Deliverance

Albuquerque's Skarsgard Farms helps the area weather COVID-19 one delivery at a time

In his October newsletter to customers, Monte Skarsgard of Albuquerque's Skarsgard Farms wrote "We have a saying around here that 'Numbers don't lie.' Numbers don't get hunches, have feelings, get political or get emotional. Numbers tell a story whether you like it or not. And right now, COVID numbers in our enchanted state aren't good."

Now, I don't know if that's because we all kind of got bored sitting at home, if it's because some people insist on keeping their masks just below their noses when they're out or if we're just being outsmarted by that crafty coronoavirus bastard, but I do know that new case numbers are rising dramatically. Good, then, that Skarsgard Farms is eliminating a need to visit the physical store. Since March, the company has grown like crazy, rising to meet the pandemic head on through a reliable and affordable CSA/grocery delivery service with offerings as vast as they are enticing. But its massive growth isn't just some overnight success story, it's the product of years of hard work from a rather unlikely guy.

"I'm from Albuquerque originally, and I was working on a farm for two years in Seattle after college," Skarsgard tells SFR, adding that he'd gone to UC Santa Barbara for business and never even saw himself in agriculture. "At a certain point in my life, though, I was just asking myself what am I going to do? Where am I going to be? So looking to Albuquerque, and this was in 2003, it was really underserved at the time with, I think, one CSA and, like, 45 customers."

He took the methods he'd learned in Seattle, rented land from Los Poblanos Organic Farm and went at it. Nearly 20 years later, he's grown the business into one of the more prominent and convenient CSAs in the state, partly, he says, due to the mounting foodie movement of the early-aughts; partly through a desire to both feed and impact his hometown community. Additionally, he says, the COVID-19 pandemic is making us all rethink how we interact with food supply lines.

"The people who connect to their food, [the CSA] really moved them," Skarsgard says. "But it's not a matter of the McDonald's 'billion served' thing—our model doesn't need the one billion hamburgers sold."

COVID-19 has ironically played a major part in the company expanding. Skarsgard says his Santa Fe customer base has grown by 500%, for example, and he's been able to go from a 13-person operation to 42 employees over the last eight months.

"We've been hiring every single week for the past five or six weeks," he says.

This includes pickers, packers, warehouse staff, delivery drivers and a restaurant quality staff for making prepared meals and kits. Yes, you'll find the boxes full of fresh organic veggies and fruits synonymous with any CSA—choose from an arranged assortment or customize it however you like—as well as newer options like coffee, gluten-free pizza dough, soap, masks, dairy items, baked treats, fresh juice and, the newest jewel in the Skarsgard crown, cuts of meat from right here in New Mexico.

"Fortunately for New Mexico, the meat offering makes it a lot easier to have a year-round program," Skarsgard explains. "There are a lot of people in the state who are raising animals in an amazing way, then they end up selling them at a barn auction. That's the end of it. When it comes down to the final mile, there's this disconnect where the great work leaves the state. It's been a cool thing to see that value of what we do in connecting the dots with hungry New Mexicans who want to support a local meat program and couldn't before."
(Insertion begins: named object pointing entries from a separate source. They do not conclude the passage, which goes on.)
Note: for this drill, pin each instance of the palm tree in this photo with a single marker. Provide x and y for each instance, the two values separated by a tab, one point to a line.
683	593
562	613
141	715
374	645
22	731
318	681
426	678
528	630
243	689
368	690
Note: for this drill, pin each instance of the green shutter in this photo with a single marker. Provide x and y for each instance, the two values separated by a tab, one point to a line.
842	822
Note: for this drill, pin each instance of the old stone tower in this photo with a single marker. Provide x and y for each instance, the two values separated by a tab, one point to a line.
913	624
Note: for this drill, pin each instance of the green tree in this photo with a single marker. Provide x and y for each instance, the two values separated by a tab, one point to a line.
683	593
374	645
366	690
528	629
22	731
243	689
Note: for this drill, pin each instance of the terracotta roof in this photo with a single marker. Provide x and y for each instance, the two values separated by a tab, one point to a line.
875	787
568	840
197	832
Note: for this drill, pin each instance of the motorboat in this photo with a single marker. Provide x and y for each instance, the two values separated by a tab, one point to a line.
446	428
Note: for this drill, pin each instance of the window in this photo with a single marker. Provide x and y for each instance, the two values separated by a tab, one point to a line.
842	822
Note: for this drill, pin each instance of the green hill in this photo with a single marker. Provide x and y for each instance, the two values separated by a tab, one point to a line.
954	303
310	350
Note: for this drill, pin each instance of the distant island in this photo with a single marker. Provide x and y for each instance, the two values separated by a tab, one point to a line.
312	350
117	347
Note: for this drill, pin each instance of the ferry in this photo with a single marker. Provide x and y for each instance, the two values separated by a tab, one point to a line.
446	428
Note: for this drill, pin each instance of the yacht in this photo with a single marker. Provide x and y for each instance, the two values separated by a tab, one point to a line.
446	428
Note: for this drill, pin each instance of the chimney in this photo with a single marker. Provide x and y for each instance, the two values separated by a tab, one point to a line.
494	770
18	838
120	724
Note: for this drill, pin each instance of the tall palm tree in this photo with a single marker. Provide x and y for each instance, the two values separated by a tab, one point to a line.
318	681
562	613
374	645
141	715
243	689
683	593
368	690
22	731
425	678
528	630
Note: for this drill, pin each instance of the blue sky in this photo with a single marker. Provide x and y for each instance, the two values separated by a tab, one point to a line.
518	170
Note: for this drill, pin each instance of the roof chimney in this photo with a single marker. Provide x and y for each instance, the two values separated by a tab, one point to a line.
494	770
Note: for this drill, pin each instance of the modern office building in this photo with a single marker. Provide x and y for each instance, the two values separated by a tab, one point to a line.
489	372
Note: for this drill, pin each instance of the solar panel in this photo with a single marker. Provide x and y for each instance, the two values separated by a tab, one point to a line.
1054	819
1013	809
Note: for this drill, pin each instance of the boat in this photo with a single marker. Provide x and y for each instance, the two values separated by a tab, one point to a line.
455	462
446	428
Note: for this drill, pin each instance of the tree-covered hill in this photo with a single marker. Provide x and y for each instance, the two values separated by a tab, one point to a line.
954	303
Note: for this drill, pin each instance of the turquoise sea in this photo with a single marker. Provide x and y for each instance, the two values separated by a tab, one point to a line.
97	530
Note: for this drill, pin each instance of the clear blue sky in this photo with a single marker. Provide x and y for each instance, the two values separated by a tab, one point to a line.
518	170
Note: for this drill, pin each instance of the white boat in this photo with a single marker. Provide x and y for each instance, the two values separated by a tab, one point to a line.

It's not all local, though. Not only would that be impossible given New Mexico's seasonality, getting the freshest sometimes means looking outward.

"We think of it like a ripple effect with New Mexico being the center," Skarsgard explains. "If we don't have some thing, we look to Colorado, then maybe Arizona and so on."

Still, if something can be procured locally, it will be. Even better, most options are as affordable if not more so than the grocery stores. For example, Skarsgard offers, a 10-pound box of dented or scratched produce for $14.95. That's a little less than $1.50 a pound.

"Maybe it's a zucchini that's a little larger than they like at the grocery store, or maybe it's a carrot with a crinkle in it," he tells SFR. "Only 50% of what comes out of a farm is the primo grocery store stuff—this might have a blemish on it, but if it's just going in a soup…?"

Of course, while Skarsgard is well aware the spike in business is COVID-19 related, and while he's committed to maintaining deliveries at an accelerated clip (Tuesdays and Friday to Santa Fe, btw), he says the company is prepared to evolve with its customers. Meal kit options will expand as will the other prepared foods; fresh fruits and veggies will never go out of style.

"It's a difficult transition to get people out of going to the store just because that's what we've done forever," Skarsgard points out. "I'm very conscientious about that, but I try to bring the value to the people—direct to consumer, direct to the grower. Every single time something changes hands, there's a markup. We take out the middle men and women. And I think w'eve got a pretty diverse offering."